- City: Martigny, Switzerland
- League: MyHockey League
- Founded: 2018
- Home arena: Forum d'Octodure
- Owner(s): Patrick Polli
- General manager: Victor Liebenguth
- Head coach: Daniele Marghitola
- Captain: Melvin Merola
- Website: hcv.ch

= HC Valais-Chablais =

Swiss professional ice hockey team

HC Valais-Chablais is a Swiss ice hockey team who play in Martigny in the canton of Valais. They currently play in the MyHockey League (MyHL) since the 2024–25 season, the third tier of the ice hockey leagues in Switzerland, behind the National League and Swiss League.

==History==
The HC Valais-Chablais was founded on May 8, 2018 by the merger of HC Sion, HC Red Ice, HC Nendaz, HC Verbier and HC Monthey. This merger brings together 500 players of 24 different teams from junior level to the MySports League (MSL).
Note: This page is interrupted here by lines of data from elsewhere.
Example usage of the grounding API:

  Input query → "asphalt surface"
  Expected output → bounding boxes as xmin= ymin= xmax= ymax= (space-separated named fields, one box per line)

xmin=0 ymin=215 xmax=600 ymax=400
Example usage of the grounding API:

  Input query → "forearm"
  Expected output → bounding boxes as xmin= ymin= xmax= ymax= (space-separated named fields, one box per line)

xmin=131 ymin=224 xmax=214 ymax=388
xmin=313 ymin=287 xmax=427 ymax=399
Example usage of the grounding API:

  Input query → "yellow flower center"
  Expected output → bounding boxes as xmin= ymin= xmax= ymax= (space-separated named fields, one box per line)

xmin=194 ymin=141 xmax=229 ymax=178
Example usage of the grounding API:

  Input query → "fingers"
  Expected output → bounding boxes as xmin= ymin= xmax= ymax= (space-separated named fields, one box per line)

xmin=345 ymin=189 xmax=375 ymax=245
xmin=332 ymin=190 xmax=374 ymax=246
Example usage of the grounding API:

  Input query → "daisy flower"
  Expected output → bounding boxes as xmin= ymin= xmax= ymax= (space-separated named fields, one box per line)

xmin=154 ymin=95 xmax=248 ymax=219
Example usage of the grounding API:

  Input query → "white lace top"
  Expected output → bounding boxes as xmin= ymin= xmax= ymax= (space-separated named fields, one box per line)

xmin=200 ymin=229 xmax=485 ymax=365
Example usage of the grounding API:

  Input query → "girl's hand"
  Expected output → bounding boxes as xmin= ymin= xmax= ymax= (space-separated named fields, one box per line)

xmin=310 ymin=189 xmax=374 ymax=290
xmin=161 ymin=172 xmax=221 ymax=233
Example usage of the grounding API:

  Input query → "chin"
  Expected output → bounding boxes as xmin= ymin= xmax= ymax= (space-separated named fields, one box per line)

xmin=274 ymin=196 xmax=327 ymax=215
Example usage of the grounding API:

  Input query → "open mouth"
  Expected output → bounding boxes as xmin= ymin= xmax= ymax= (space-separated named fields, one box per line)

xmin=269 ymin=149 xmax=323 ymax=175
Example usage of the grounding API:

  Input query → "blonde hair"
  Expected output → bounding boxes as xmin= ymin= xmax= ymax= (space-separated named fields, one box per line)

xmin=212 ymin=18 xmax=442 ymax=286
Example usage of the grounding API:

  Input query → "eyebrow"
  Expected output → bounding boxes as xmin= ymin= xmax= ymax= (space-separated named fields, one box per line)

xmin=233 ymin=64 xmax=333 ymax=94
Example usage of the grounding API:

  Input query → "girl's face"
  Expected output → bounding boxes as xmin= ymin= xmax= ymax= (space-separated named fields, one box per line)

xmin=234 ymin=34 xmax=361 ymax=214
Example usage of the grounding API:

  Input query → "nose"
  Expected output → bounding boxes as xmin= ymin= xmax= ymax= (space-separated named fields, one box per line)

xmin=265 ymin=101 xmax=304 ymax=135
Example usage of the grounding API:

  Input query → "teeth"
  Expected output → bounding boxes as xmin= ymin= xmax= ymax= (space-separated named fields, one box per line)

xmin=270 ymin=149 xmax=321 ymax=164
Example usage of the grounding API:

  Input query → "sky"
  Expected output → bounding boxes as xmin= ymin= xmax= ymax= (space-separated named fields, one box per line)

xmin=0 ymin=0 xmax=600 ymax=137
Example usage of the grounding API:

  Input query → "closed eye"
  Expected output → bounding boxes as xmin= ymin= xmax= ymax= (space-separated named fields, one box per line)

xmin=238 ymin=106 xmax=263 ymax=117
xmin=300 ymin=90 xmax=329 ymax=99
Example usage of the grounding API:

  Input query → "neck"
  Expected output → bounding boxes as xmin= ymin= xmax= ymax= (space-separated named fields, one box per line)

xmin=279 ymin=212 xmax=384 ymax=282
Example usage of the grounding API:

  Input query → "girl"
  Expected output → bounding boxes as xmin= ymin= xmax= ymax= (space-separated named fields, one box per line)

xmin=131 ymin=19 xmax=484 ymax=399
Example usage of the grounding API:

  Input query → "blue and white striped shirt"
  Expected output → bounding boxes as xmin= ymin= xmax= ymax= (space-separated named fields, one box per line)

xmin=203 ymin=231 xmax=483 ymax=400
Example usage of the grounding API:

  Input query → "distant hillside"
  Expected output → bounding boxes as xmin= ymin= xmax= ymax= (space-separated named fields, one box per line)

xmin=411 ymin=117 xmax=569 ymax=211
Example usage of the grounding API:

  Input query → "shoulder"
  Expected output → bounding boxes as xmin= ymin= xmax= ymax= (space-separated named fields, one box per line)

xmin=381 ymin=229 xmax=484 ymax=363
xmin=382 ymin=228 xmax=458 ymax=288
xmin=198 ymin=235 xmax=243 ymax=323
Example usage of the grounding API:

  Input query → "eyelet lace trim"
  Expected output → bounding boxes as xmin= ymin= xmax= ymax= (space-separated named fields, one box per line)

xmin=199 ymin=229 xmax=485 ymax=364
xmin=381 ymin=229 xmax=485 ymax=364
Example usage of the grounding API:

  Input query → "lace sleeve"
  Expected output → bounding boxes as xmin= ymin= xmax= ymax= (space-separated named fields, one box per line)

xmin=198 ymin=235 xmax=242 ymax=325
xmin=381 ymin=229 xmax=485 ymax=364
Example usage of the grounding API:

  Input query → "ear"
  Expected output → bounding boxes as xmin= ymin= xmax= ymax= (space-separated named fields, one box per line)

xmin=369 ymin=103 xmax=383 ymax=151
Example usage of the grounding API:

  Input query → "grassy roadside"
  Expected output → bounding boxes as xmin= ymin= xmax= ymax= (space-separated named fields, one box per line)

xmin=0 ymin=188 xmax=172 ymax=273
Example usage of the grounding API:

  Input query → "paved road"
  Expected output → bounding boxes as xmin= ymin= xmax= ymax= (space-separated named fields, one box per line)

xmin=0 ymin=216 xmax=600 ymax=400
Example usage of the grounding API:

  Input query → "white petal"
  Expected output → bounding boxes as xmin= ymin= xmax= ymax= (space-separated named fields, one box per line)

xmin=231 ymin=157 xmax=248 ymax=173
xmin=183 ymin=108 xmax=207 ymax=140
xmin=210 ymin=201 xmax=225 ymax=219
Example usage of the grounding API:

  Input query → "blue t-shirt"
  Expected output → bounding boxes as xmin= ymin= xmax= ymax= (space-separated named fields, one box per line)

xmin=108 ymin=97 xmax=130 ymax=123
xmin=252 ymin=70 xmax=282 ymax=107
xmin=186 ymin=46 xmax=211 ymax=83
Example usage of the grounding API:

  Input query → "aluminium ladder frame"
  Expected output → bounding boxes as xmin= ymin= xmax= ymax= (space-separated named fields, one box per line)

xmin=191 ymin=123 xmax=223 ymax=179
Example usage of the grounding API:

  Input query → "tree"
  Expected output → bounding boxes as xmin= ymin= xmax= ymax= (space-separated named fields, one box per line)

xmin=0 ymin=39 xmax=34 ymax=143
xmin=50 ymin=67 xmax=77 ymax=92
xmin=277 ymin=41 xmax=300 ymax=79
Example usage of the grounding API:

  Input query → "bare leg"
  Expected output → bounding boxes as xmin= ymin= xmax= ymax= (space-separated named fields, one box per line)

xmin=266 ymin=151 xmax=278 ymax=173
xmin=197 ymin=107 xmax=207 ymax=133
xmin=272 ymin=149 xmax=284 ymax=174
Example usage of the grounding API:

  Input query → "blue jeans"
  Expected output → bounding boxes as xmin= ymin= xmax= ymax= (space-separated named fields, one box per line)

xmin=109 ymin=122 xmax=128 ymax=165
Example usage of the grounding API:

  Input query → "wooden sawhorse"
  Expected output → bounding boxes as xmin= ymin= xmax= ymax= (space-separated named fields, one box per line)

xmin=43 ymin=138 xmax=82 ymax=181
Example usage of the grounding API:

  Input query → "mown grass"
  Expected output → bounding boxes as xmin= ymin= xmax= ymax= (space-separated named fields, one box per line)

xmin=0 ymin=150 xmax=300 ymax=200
The main team plays in Martigny in MSL. The second team plays in 1. Liga in Sion. 4 other Senior teams also play in Sion, Monthey, Nendaz and Verbier.

On December 5, 2018, to better assert a regional identity, the teams were renamed according to the location of their ice rink, HC Valais-Chablais 1 was renamed HCV Martigny.

In the 2022-23 season, HCV Martigny won the National Cup and the championship, obtaining promotion to SL.